Current institutional description

  • 1100 faculty in the School of Medicine (at VCU and the McGuire VA Hospital).
  • More than 1,000 beds in our hospitals
  • More than $250,000,000 per year in grant-supported extramural research funding
  • Adjacent to the VCU Medical Center: Virginia BioTechnology Research Park (the home of our Institute for Structural Biology and Drug Discovery and the Virginia Institute for Psychiatric and Behavioral Genetics); approximately two miles away, on the Monroe Park Campus, is the Center for the Study of Biologic Complexity, the undergraduate departments of chemistry, biology and physics and the School of Engineering with its Department of Biomedical Engineering; a 15-minute drive away, the Hunter Holmes McGuire VA Medical Center, one of the largest and most comprehensive VA Dean’s Hospitals in the country
  • In fiscal year 2014, 196 School of Medicine faculty held 241 NIH grants.

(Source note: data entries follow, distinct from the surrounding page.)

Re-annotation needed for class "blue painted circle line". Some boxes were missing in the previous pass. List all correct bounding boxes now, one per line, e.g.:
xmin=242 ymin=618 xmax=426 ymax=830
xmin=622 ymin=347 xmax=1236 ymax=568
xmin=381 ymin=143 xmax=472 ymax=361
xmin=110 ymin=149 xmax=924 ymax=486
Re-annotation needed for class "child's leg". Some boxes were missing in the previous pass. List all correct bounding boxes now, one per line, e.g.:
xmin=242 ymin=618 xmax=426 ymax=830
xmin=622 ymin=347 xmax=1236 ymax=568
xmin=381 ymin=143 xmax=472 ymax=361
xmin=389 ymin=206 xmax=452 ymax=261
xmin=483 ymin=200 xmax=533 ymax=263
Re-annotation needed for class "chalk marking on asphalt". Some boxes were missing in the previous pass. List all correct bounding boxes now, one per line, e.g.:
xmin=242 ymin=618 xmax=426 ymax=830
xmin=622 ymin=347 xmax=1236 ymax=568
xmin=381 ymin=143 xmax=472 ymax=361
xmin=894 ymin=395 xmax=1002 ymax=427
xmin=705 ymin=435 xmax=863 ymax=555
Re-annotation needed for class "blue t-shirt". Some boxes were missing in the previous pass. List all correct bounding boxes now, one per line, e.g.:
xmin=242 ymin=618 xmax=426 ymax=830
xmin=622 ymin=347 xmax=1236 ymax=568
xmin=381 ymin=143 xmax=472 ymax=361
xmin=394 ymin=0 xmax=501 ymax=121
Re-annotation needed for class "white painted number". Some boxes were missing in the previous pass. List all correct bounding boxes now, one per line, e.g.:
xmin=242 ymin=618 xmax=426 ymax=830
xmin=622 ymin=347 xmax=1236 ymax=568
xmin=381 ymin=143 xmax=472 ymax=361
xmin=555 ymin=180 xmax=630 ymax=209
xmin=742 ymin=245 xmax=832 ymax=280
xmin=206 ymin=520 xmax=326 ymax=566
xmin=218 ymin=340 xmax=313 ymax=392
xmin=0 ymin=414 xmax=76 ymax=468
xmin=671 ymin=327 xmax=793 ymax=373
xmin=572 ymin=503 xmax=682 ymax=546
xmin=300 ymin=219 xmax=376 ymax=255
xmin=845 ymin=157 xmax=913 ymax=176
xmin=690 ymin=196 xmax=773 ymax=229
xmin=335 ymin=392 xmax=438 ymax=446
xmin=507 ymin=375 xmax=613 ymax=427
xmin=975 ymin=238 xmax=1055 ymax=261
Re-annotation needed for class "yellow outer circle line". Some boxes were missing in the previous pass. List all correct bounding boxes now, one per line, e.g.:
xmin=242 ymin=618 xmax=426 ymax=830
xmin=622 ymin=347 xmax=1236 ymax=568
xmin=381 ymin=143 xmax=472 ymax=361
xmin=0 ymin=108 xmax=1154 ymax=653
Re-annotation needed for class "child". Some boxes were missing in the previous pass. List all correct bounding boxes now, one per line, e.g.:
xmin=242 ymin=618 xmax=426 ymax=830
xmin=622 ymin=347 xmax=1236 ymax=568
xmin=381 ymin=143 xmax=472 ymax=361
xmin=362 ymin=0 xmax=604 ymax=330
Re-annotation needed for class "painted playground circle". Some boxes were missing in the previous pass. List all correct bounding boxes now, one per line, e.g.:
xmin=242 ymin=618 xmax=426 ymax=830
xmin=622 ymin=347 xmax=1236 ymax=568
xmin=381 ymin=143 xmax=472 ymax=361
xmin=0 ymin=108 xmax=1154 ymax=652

  • Doctoral degrees in the School of Medicine are awarded in 13 different disciplines including three in the public health disciplines, one in medical physics, new degree programs in neuroscience and, through the Clinical and Translational Science Award, two new Ph.D.s, one in behavioral and statistical genetics and one in cancer and molecular medicine. Degrees can also be obtained in other schools in chemical biology and medicinal chemistry.   
  • Clinical and translational medicine conducted through the Center for Clinical and Translational Research.